(En Instagram: @lucasjunes) Camina entre nosotros, pero no es como cualquiera de nosotros. Imagina las calurosas noches de Posadas a principios de los 2000, donde un joven de mente brillante y sangre fría comenzaba a tejer su propia leyenda oscura. Se llama Bertoldo Roberto Neumann, pero todos lo conocían como «Polaco». Inteligente, calculador y con un don natural para planificar.
No provenía de la miseria, sino de una familia normal de clase media. Sin embargo, algo en él se torció. Las armas del mercado negro lo fascinaban y el robo era solo el primer escalón hacia algo mucho más siniestro.

Todo empezó a desatarse una noche de finales de febrero del año 2003. Junto a su compañero Kevin Escalada, Polaco planeó un aparentemente sencillo en una dependencia del Instituto de Previsión Social, sobre la calle Córdoba.
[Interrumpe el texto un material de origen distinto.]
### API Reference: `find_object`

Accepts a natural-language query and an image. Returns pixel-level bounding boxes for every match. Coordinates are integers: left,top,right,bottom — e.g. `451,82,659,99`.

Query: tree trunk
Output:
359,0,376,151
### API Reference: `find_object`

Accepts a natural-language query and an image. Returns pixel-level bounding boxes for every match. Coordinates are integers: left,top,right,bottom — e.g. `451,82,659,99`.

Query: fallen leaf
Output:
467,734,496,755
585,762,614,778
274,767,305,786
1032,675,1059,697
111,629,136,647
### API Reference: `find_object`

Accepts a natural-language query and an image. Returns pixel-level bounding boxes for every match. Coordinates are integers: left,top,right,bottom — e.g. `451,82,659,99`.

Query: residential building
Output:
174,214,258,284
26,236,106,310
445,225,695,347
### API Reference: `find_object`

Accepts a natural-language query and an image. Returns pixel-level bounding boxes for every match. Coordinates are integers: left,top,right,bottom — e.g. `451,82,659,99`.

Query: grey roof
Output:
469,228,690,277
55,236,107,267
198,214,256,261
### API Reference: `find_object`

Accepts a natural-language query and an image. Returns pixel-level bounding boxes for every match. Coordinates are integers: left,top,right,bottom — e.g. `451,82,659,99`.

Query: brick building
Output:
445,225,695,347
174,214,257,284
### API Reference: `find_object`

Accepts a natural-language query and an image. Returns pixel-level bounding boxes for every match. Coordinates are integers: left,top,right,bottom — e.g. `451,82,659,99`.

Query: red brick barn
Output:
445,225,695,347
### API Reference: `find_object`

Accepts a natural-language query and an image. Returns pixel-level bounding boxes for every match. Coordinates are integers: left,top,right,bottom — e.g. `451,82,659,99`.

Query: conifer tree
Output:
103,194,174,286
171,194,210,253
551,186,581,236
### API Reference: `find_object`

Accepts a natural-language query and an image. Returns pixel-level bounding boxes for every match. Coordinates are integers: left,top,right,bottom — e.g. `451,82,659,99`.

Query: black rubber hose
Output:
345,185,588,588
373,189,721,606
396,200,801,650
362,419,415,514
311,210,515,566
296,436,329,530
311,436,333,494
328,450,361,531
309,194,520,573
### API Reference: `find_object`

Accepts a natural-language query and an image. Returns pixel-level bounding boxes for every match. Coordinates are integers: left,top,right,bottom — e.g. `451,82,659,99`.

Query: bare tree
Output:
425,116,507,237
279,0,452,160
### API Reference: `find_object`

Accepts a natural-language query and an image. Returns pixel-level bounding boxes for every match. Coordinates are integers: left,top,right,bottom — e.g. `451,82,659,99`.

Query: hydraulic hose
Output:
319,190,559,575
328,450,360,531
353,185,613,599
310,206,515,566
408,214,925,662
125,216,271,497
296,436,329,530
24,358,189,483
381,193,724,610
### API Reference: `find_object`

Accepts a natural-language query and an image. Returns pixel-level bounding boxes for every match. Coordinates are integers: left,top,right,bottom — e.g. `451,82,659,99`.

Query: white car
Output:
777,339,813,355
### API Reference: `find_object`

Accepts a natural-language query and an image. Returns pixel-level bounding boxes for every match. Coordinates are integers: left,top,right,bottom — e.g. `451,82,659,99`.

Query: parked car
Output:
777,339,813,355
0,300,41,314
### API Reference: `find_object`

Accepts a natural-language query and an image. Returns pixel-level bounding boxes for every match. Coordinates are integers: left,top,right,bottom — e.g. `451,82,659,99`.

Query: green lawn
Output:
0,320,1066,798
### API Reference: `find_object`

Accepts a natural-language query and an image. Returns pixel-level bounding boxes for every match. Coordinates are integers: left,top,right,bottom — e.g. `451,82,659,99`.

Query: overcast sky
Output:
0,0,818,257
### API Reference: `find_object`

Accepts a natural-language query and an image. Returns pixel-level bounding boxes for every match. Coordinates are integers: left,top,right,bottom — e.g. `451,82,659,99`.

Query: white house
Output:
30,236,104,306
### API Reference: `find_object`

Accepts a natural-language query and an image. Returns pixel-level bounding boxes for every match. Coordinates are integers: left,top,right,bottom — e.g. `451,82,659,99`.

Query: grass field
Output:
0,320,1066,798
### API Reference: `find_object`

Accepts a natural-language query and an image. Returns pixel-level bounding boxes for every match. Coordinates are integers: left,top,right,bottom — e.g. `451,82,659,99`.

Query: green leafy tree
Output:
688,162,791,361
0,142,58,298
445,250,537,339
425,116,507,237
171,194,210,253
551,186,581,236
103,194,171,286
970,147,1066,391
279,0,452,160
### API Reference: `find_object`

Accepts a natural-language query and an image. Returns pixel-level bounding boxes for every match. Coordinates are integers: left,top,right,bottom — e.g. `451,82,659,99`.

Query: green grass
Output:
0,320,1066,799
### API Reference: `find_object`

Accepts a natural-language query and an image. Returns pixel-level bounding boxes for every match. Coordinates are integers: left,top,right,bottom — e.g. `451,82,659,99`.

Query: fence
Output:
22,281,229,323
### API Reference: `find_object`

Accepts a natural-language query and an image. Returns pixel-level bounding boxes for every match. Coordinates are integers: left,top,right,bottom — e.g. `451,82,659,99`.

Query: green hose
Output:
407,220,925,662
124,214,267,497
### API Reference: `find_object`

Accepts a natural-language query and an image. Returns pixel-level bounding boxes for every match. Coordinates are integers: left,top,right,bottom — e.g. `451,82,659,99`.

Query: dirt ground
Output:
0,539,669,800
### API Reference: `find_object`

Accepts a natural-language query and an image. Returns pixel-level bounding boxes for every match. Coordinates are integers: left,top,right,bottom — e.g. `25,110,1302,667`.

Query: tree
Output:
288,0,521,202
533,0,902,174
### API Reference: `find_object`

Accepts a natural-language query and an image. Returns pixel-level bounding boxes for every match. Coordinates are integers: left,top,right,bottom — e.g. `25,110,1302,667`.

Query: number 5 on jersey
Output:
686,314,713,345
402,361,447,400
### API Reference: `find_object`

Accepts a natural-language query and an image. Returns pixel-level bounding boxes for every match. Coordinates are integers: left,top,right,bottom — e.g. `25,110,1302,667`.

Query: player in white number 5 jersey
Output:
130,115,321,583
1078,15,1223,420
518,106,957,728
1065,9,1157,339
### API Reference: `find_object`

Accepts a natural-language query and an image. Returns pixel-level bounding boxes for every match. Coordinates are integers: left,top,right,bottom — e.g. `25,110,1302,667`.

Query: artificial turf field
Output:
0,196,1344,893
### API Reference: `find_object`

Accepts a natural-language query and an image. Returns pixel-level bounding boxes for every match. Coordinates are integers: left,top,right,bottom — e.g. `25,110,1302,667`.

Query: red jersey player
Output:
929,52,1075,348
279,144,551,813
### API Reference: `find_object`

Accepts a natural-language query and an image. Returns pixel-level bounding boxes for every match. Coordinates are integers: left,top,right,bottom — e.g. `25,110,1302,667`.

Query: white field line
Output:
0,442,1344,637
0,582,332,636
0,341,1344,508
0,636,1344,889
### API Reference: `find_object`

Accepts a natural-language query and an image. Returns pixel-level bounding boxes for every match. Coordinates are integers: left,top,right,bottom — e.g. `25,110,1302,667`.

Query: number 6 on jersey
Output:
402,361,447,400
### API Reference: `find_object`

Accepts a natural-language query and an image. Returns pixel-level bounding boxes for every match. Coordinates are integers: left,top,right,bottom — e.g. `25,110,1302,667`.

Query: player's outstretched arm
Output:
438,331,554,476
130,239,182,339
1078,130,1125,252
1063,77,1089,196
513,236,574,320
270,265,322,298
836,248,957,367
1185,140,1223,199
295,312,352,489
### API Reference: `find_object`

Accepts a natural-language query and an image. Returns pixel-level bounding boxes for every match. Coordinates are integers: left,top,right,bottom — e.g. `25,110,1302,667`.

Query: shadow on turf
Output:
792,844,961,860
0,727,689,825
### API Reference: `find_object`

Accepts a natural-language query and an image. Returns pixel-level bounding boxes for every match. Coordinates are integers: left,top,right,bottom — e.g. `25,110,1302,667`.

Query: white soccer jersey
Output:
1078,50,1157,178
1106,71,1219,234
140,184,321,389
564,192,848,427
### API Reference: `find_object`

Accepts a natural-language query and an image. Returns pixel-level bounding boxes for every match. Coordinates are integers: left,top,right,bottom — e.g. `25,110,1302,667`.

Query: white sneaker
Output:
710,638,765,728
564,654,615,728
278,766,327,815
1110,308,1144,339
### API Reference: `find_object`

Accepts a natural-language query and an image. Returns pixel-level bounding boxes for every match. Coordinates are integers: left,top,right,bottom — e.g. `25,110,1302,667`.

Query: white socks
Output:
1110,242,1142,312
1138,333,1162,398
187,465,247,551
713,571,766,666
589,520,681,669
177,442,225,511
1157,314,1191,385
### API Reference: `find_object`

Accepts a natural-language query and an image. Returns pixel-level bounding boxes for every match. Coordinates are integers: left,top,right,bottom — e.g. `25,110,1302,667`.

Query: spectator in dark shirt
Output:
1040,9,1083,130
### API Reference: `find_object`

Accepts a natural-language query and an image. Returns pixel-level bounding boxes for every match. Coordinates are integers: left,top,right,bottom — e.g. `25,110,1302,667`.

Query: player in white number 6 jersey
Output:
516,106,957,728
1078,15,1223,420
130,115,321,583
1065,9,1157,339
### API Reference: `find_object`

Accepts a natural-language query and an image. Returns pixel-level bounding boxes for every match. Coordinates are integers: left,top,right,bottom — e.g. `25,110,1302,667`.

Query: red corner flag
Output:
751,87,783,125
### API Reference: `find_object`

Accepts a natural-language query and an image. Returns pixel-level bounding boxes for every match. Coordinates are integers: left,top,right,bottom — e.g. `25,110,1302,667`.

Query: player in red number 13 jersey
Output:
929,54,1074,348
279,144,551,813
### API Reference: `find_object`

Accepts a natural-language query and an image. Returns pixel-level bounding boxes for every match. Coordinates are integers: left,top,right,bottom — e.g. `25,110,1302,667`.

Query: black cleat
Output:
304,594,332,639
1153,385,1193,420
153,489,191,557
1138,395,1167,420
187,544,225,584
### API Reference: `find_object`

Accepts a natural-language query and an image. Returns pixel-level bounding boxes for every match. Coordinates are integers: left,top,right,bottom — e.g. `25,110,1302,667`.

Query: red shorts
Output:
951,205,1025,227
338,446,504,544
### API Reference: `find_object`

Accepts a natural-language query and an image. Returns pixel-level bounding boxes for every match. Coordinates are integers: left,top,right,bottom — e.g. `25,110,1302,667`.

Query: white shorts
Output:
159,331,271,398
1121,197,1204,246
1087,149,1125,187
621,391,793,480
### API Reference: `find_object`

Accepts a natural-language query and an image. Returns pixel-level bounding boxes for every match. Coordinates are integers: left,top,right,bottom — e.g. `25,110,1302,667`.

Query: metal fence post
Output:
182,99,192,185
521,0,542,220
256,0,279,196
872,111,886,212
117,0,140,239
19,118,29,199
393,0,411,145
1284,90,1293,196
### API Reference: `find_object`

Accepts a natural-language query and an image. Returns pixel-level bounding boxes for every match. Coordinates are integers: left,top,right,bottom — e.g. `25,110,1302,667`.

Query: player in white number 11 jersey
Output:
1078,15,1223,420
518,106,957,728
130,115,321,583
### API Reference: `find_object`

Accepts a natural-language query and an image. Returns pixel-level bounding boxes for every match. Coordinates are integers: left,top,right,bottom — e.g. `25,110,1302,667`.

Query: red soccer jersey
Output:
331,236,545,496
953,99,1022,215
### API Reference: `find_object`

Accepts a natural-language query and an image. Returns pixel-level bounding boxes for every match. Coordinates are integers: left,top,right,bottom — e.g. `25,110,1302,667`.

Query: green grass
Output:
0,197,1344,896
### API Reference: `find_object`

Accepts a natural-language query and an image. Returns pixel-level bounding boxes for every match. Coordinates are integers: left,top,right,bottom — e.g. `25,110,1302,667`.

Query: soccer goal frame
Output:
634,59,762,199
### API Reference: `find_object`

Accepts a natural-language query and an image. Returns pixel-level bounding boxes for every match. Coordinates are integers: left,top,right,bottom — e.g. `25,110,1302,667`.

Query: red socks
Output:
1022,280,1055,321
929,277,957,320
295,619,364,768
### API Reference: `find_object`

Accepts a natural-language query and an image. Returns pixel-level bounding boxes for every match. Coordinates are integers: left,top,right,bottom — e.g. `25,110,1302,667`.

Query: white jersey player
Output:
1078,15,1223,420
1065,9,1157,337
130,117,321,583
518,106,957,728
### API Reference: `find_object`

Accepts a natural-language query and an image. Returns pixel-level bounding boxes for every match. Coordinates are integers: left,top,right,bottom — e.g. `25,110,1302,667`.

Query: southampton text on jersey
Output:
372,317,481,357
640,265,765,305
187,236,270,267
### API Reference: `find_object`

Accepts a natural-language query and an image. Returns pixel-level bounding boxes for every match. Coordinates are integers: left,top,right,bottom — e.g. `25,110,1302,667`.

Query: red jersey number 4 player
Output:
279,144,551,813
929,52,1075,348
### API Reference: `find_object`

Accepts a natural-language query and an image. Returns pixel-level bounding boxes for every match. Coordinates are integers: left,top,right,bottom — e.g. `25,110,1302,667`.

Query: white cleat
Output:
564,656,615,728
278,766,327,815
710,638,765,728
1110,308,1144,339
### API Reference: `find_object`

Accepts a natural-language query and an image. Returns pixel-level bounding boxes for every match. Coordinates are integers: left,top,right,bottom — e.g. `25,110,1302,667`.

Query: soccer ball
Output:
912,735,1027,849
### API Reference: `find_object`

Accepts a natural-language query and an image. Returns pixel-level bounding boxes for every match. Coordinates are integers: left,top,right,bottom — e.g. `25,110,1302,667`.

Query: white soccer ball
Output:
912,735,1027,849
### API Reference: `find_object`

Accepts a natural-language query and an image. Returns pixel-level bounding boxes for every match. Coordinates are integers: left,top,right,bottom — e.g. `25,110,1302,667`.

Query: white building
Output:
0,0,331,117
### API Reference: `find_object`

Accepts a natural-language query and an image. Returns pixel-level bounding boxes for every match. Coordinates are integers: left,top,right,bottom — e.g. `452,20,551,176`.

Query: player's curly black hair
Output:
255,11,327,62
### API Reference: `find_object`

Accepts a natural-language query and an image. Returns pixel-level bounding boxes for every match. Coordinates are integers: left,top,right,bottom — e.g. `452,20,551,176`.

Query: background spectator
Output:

El sereno de turno, Alfonso Loreto Pintos Cardozo, un hombre de 27 años conocido como Pablito, se interpuso en su camino.
No hubo piedad. Tres disparos a quemarropa con una pistola calibre 11.25, provista de silenciador, acabaron con su vida. Dos en el pecho y uno de gracia en la cabeza.
Las computadoras robadas terminaron en el hotel (sobre la avenida Roque Sáenz Peña) donde vivía Neumann, y el primer asesinato quedó sepultado en el silencio de la noche. Pero Polaco no se detuvo ahí. Cuatro meses después, en la noche del 19 de junio de 2003, su oscuridad alcanzó un nivel inimaginable.
Por entonces mantenía una relación apasionada y tóxica con la escribana Adriana García, quien estaba en plena separación de su marido, el abogado Guillermo José Valdés, un profesional respetado, apoderado de importantes entidades financieras y padre de tres hijos. Esa tarde, Adriana citó a su ex a la escribanía de la calle La Rioja con la excusa de hablar sobre bienes gananciales y la cuota alimentaria. Era una trampa mortal.

Mientras las secretarias se retiraban alrededor de las 20 horas, Polaco y su amigo Jorge Alberto «Mosquito» Ramírez esperaban ocultos en el interior, acechando como depredadores. Cuando Valdés entró, confiado, todo se desató con una ferocidad brutal. Primero las puñaladas, luego los cinco disparos mudos de la misma pistola.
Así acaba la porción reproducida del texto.